The S12 chassis in Europe was badged Silvia, and was available in the hatchback and the grandprix configuration. The difference between the hatchback and the grandprix were the widebody, different wheels, and minor interior differences. The engine available was the same 1.8L SOHC Turbo (CA18ET) used in North America, and in some areas the 2.0 L DOHC "FJ" engine (FJ20E). The "FJ" engine series was originally designed for the 240RS rallycar as a 2.4 L carbeurated system (FJ24), and was underbored to 2.0 L. It also saw use in the "DR30" Nissan Skyline chassis, in both turbocharged and naturally aspirated versions.
One exception for the Silvia badging was in Sweden, where the car was named the Nissan 180ZX instead.
The S12 chassis in Australia was badged as a Gazelle. The Gazelle was available in both the coupe and hatchback. It was equipped with the same 2.0 L SOHC engine (CA20E) found elsewhere in the world.
The S12 chassis in Japan was badged as both a Silvia and a Gazelle. The Gazelle was produced so that Nissan's different dealership networks in Japan could all carry the Silvia. There are minor cosmetic differences. Both the S110 and S12 Silvias have a Gazelle counterpart. The S12 Silvia in Japan was available in a hatchback as a basic model only, but the S12 Gazelle in Japan was strictly a hatchback, available in regular, RS and RS-X variants, as was the Silvia notchback. The RS was equipped with the 2.0 L DOHC "FJ" engine(FJ20E), while the RS-X was equipped with the same engine in a turbocharged version (FJ20ET). In 1987 Nissan discontinued the FJ Series engine in the S12 and installed the updated version of the older CA, with dual cams and a bigger turbocharger—the CA18DET.
The S12 chassis in 1984–86 is referred to as "Mark I", with "Mark II" as a revision in 1987. Below lists the description of both.
The first trim of the S12 chassis. Bumpers featured matte-finish raised surfaces, and sides featured half-inch rubstripping. Cars featured a honeycomb radiator grille, and long cornerlights. The 1984 Turbo came with a "TURBO" monogrammed hood bulge accent. The 1984–85 could be had with a foam rubber deck spoiler. In 1986 the foam rubber deck spoiler was changed for a fiberglass version with an integrated third brake light. Some hatchbacks and all Turbo models came with ground effects—a combination of plastic mudflaps and accommodating foam rubber sideskirts, as well as a foam rubber lower deflection lip.

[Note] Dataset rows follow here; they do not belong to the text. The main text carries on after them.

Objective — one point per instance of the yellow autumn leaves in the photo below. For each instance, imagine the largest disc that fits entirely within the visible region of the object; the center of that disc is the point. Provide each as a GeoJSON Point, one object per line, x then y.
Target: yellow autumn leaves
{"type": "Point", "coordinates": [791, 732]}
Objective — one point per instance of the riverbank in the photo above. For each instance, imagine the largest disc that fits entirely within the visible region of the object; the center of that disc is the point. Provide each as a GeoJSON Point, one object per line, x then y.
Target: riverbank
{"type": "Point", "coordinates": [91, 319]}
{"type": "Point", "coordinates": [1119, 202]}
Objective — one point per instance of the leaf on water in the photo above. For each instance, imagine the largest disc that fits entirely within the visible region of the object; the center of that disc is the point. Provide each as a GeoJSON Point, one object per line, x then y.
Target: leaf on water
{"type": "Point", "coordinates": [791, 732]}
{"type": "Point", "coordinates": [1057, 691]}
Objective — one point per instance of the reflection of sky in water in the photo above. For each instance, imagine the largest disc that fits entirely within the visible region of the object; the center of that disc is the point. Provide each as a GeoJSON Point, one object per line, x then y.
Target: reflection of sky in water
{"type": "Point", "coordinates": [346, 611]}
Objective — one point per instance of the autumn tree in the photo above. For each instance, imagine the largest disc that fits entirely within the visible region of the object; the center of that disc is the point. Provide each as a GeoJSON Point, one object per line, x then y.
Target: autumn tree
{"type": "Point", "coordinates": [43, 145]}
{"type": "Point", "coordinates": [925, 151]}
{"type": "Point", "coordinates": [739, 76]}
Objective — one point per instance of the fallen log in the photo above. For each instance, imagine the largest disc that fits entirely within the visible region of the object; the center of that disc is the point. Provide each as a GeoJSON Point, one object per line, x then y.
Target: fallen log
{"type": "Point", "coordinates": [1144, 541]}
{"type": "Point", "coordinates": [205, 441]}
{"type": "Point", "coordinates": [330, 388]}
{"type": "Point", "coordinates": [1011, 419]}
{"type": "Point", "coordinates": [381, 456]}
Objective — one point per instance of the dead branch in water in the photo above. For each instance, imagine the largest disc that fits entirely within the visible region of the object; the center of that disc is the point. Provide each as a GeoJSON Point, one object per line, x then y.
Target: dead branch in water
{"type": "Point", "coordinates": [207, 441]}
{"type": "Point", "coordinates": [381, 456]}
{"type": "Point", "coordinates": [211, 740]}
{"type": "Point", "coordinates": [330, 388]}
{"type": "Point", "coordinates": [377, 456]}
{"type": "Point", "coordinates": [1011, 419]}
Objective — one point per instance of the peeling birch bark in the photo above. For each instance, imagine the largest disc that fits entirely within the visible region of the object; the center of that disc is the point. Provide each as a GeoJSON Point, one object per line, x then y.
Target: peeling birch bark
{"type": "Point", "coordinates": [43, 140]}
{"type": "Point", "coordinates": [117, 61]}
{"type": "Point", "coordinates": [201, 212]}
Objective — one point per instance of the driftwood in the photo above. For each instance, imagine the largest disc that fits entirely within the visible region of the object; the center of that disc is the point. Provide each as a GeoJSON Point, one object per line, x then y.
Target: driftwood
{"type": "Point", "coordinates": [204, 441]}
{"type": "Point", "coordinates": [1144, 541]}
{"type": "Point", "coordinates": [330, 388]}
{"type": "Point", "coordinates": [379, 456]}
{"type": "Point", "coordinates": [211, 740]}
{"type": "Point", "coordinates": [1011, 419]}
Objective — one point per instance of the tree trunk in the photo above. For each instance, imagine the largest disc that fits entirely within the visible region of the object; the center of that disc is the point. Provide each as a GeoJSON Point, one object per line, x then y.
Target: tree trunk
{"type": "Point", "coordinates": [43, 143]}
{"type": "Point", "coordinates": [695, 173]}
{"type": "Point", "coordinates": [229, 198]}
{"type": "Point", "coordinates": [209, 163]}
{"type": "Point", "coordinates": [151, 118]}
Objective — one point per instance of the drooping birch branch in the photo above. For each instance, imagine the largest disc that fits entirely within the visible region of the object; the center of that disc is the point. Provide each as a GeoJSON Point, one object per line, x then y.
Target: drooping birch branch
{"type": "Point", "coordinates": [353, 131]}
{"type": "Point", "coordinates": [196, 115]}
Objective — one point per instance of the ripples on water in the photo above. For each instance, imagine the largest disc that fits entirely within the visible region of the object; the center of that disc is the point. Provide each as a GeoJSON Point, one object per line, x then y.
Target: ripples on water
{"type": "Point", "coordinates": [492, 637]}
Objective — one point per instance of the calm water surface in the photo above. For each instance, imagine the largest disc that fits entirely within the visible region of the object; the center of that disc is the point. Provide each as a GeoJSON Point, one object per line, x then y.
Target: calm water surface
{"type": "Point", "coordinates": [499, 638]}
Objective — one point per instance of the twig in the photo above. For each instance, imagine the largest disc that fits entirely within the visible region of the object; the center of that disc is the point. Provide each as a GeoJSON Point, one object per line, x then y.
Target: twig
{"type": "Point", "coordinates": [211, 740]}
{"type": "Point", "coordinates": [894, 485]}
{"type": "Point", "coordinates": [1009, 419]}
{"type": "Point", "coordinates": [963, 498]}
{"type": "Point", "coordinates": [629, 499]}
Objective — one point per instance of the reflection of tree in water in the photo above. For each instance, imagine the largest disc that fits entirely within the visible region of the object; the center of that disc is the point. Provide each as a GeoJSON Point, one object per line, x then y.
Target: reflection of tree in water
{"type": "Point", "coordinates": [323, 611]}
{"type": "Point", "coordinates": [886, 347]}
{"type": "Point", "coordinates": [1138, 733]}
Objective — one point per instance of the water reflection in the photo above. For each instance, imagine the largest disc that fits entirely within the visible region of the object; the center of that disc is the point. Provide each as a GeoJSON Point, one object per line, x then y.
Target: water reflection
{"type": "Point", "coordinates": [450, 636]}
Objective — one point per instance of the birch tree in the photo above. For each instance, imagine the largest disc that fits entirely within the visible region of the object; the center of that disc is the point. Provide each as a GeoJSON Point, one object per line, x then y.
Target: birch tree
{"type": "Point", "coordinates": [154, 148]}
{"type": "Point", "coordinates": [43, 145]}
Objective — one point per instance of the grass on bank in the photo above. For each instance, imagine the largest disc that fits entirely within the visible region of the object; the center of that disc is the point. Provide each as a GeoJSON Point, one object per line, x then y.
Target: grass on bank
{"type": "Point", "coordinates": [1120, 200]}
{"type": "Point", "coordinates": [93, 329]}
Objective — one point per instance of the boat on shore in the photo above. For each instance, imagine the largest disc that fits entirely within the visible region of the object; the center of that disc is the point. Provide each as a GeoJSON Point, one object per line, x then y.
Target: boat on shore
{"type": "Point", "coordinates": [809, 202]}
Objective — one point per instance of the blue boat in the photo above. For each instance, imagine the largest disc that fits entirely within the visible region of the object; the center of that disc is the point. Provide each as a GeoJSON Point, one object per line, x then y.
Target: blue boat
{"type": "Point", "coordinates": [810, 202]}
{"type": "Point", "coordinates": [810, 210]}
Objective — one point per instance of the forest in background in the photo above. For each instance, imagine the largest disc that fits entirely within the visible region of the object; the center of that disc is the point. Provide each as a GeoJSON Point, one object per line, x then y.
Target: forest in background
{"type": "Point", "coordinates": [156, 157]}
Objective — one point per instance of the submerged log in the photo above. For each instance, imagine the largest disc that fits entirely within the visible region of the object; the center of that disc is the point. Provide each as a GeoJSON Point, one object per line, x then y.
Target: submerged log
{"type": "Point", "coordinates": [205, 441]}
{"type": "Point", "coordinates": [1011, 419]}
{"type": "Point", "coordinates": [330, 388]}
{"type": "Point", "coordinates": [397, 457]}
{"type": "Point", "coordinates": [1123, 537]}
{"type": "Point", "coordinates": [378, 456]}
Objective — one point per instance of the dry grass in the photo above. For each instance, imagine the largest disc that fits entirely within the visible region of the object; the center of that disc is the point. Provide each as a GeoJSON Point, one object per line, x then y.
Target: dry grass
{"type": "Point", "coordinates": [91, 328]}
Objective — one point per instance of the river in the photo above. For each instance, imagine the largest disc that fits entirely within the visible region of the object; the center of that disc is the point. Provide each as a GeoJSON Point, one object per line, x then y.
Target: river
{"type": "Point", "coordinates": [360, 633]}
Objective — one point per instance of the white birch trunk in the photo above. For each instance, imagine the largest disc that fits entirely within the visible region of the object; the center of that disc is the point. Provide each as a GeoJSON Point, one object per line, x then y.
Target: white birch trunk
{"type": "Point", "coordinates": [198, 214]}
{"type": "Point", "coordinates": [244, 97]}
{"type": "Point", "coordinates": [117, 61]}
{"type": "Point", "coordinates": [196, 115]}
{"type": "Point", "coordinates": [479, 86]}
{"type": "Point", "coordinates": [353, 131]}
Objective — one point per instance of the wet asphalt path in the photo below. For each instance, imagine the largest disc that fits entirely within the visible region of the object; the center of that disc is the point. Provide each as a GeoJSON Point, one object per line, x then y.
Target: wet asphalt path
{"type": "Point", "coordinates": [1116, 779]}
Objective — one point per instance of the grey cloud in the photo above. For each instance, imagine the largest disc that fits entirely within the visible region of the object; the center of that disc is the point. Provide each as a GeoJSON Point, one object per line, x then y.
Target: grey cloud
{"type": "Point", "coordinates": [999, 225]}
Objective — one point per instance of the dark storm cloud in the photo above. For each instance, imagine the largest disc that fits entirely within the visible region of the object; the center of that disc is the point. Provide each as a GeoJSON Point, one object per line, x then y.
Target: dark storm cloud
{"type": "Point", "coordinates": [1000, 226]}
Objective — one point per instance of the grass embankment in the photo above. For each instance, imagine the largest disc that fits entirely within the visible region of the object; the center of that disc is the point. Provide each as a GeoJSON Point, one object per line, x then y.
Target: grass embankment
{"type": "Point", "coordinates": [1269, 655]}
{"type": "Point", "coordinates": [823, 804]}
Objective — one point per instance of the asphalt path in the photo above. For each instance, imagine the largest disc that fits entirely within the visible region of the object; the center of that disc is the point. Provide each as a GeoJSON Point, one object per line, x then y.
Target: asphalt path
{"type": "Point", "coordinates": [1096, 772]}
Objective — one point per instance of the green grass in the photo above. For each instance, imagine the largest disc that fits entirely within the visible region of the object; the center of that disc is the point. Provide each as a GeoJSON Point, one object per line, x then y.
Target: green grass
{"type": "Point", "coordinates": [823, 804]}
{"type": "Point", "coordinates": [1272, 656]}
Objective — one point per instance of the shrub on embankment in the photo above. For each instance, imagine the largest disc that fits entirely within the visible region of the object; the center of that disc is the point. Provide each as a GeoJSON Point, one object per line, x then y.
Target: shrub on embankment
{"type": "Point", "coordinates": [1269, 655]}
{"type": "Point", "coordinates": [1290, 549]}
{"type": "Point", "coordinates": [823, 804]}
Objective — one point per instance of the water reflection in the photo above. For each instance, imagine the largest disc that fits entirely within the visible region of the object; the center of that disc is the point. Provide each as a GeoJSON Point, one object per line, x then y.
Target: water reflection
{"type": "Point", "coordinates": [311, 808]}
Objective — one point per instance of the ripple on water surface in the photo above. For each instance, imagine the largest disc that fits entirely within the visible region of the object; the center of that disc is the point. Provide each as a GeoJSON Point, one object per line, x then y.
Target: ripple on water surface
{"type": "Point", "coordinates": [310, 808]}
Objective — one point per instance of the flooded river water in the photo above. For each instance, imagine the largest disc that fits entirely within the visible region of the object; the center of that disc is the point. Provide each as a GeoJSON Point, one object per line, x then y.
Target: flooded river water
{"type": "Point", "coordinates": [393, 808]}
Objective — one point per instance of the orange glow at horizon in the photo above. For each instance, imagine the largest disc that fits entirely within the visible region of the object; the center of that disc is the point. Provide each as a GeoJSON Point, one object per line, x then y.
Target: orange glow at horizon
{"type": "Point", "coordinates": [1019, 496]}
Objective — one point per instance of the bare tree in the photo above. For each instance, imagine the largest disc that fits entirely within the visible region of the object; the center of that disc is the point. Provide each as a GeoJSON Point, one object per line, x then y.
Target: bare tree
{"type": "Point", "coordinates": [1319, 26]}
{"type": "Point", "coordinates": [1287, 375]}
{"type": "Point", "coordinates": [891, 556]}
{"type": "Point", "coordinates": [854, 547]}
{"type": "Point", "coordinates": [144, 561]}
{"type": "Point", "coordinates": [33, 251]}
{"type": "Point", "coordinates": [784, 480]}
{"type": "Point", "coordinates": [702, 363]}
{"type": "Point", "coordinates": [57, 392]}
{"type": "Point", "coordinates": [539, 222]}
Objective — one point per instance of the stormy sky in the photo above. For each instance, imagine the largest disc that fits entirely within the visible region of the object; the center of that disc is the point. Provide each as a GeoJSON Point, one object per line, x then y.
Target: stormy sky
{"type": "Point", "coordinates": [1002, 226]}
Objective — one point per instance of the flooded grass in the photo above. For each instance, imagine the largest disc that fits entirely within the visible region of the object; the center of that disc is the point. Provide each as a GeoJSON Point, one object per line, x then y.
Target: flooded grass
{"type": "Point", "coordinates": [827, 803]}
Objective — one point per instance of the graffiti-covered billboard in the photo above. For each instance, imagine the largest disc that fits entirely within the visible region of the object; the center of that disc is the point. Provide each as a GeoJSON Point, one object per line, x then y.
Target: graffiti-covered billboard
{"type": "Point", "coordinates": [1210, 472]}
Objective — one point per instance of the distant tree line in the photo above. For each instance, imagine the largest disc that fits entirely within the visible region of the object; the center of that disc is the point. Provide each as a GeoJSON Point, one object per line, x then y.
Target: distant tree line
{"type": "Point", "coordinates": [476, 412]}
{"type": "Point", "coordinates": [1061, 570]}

In 1987, the bumpers were updated, and the matte finished surfaces were eliminated for a more uniform surface. Rubstripping was increased to 2-inch height w/ scribe detailing. The honeycomb radiator grille was replaced with a slatted version that spanned the entire front end (previous was shorter), and cornerlights were shortened. The "SE" model and the Turbo (Canada, Europe) came with new ground fiberglass ground effects and mudflaps, painted in the color of the car, and a new and more pronounced lower deflection lip in the front. "SE" model also received a new hood bulge design to accommodate clearance for the 3.0 L V6. Optional rear mudflap accents were available.